1) Dr. Johnny Waters is co-leader of a United Nations International Geoscience Programme project to study the geologic history of climate change. Waters is a professor of geology in Appalachian State University’s Department of Geology. He is the only person from the United States selected to co-lead the five-year project that will involve more than 60 scientists from 19 countries. Other research sites are in Siberia, the Gobi Desert Africa, Mongolia, Southeast Asia and the United States.
Waters and other scientists are studying the existing fossil record and fossils recovered from selected field sites to determine if there is a correlation between climate change, which they define as temperature change, and changes in the marine ecosystems in the Devonian and Carboniferous periods, which occurred 420 million to 320 million years ago. Their findings will provide data useful in today’s climate change discussion.

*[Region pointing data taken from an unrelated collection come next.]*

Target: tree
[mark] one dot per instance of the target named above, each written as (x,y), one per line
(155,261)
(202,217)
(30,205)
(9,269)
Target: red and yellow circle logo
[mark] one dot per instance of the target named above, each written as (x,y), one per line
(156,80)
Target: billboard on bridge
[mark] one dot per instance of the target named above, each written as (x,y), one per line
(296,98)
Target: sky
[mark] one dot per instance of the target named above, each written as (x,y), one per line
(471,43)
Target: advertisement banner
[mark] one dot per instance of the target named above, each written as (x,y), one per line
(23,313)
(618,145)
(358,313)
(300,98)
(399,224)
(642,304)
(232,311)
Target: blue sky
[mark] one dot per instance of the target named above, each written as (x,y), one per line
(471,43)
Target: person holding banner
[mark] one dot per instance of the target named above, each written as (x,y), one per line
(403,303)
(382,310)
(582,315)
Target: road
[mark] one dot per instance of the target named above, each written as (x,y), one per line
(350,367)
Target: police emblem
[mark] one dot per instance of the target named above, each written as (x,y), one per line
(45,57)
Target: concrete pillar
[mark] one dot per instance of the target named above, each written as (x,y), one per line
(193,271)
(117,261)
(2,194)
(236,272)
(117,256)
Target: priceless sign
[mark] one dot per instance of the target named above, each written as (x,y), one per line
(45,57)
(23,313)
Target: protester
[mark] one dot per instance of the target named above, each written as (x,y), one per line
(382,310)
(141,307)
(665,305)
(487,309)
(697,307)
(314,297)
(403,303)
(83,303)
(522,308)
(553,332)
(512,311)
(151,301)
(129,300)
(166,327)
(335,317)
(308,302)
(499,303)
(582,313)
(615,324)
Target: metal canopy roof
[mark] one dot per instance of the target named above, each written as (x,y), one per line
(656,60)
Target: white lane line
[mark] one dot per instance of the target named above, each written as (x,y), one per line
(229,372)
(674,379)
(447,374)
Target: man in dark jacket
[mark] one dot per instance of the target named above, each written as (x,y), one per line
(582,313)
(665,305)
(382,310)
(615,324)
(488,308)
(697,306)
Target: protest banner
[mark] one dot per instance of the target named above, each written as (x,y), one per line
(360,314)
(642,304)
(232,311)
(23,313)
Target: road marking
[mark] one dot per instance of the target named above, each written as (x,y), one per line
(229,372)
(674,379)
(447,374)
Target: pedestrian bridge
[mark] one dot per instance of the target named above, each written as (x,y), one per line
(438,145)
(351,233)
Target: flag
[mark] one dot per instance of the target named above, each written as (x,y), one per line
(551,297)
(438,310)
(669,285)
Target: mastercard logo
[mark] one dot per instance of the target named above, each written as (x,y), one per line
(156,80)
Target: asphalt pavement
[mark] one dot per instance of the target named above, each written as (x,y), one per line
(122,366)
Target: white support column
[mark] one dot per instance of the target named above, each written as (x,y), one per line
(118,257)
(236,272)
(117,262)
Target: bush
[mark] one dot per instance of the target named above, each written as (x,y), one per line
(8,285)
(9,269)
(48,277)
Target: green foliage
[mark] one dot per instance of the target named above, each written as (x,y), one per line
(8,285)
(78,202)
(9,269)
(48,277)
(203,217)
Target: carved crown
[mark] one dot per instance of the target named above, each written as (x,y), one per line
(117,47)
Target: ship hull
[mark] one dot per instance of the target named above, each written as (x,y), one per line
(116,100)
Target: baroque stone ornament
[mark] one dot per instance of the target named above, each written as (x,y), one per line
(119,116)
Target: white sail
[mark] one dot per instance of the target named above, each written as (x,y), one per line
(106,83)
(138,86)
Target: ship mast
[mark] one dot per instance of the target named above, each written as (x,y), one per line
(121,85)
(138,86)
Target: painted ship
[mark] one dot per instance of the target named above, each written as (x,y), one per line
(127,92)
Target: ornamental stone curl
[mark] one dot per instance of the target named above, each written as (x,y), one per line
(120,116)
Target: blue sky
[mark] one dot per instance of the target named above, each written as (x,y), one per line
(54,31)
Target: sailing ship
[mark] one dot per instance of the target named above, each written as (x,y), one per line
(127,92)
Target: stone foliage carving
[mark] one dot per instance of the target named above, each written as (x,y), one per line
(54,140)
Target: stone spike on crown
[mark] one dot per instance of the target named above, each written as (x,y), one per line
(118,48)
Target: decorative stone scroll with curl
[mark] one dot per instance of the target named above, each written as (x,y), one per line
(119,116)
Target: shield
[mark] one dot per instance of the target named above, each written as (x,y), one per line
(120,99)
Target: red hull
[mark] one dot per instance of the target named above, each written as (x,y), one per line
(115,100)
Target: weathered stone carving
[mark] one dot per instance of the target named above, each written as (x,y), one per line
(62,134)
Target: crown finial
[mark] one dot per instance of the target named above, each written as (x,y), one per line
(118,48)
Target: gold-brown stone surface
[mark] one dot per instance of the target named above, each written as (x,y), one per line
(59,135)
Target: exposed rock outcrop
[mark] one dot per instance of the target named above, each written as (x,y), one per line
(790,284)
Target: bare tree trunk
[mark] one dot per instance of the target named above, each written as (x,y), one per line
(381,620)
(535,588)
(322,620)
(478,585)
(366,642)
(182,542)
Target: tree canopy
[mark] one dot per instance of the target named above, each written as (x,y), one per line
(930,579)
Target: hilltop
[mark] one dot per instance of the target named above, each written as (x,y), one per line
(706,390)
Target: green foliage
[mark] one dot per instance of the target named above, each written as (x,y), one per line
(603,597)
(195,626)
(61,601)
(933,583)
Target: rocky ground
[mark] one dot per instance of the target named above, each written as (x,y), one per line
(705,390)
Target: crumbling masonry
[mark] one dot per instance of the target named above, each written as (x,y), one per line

2) Dr. Baker Perry from Appalachian State University’s Department of Geography is part of an interdisciplinary team studying climate variability and change in the Andes, specifically the Quelccaya Ice Cap. Perry and others tracking the impact of climate changes in ecosystems, survey plants and animals and see how distribution and species composition is changing over time. The Quelccaya Ice Cap, the largest glacier in the tropics, is located in the Cordillera Vilcanota in southern Peru. By some estimates, the entire area of Cordillera Vilcanota has lost 33 percent of its ice since 1985.
3)Dr. Ellen Cowan from Appalachian State University’s Department of Geology studies glacial-marine sedimentology to document past climate trends to better understand global warming. She has been a research on the Ocean Drilling Project (ODP) and the ANDRILL projects that collected glacimarine sediments off the coast of Antarctica. She also has participated in projects off the coast of Alaska.